Spark存储体系

作为分布式应用,Spark的数据存储在不同机器上。这就涉及到数据的传输,元数据的管理等内容。而且由于Spark可以利用内存和磁盘作为存储介质,这还涉及到了内存和磁盘的数据管理。

Spark存储体系架构

spark-store存储体系架构

Spark存储(主要由BlockManager来完成)主要完成了写入数据块,如果需要备份数据块,则将数据块写入其他节点;读取数据块,如果当前节点不含有数据块,则从其他节点获取数据块;向Driver节点注册自身的BlockManager,以及上报其所管理的数据块信息。

Spark使用BlockInfoManager来管理当前节点所管理的数据块的元数据,维护了BlockId(数据块的唯一标识)到BlockInfo(数据块元数据)的映射关系。使用内存(MemoryStore)和磁盘(DiskStore)来存储数据块。

Spark使用BlockManagerMaster使Executor的BlockManager与Driver进行通信,向Driver注册自己,并上报数据块信息。Driver通过Executor BlockManager的BlockManagerSlaveEndpoint向Executor发出删除数据块/Rdd/Shuffle/Broadcast等数据。

Spark使用ShuffleClient来实现不同Executor BlockManager之间的通信。ShuffleClient中包含了一个TransportServer和一个用来创建client的TransportClientFactory,作为服务器和客户端实现Executor BlockManager之间的双向通信。

Spark设置了多种存储级别:

存储级别说明
DISK_ONLY 只使用磁盘存储
DISK_ONLY_2 只使用磁盘存储,并且有一个备份
MEMORY_ONLY 只使用内存储存储
MEMORY_ONLY_2 只使用内存存储,并有一个备份
MEMORY_ONLY_SER 只使用内存存储序列化数据
MEMORY_ONLY_SER_2 只使用内存存储序列化数据,并有一个备份
MEMORY_AND_DISK 优先内存存储,内存不足则使用磁盘
MEMORY_AND_DISK_2 优先内存存储,内存不足使用磁盘,并有一个备份
MEMORY_AND_DISK_SER 优先内存存储序列化数据,内存不足使用磁盘
MEMORY_AND_DISK_SER_2 优先内存存储序列化数据,内存不足使用磁盘,并有一个备份
OFF_HEAP 使用堆外存储(同MEMORY_AND_DISK_SER,只是使用堆外内存)

put block(写入数据块):在写数据块的时候,根据存储级别的不同,如果存储级别要求存储序列化/非序列化的数据,而输入的数据块是非序列化/序列化的,则要首先序列化/反序列化;如果支持内存存储,则将数据块保存到内存中,如果设置了MEMORY_AND_DISK之类的存储级别,当内存不足时,会将数据块写入磁盘。如果不支持内存存储,只支持磁盘存储,则直接将数据块写入磁盘。如果需要备份数据块,则将数据块同步的写入其他节点。
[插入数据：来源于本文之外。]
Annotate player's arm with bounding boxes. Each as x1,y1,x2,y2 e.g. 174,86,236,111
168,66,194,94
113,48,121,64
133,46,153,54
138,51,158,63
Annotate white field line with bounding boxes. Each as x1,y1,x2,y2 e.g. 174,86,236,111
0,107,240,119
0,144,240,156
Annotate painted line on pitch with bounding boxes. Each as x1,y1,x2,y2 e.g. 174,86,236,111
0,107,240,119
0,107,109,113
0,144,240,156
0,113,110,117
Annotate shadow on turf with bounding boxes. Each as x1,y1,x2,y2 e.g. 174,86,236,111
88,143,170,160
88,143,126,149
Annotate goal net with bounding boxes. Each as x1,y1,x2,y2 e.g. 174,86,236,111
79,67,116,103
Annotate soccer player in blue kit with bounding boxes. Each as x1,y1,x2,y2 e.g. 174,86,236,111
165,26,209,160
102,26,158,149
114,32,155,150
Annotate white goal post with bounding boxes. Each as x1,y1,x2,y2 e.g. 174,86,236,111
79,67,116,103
get block(获取数据块):获取数据块时,如果请求序列化的数据而存储级别是非序列化,则优先从磁盘中获取数据,如果磁盘获取不到,则根据存储级别尝试从内存获取数据并将其序列化;如果存储级别就是序列化数据,则首先尝试从内存获取数据,如果获取不到,则根据存储级别从磁盘获取数据。如果请求的是非序列化的数据,如果存储级别包括内存,则首先尝试从内存获取,如果获取不到,则根据存储级别再尝试从磁盘获取并反序列化数据;如果存储级别只包括磁盘,则直接从磁盘获取并反序列化数据。

register & register block(注册BlockManager&上报数据块信息):Executor的BlockManager在初始化时需要向Driver注册,并定时上报其所管理的数据块信息。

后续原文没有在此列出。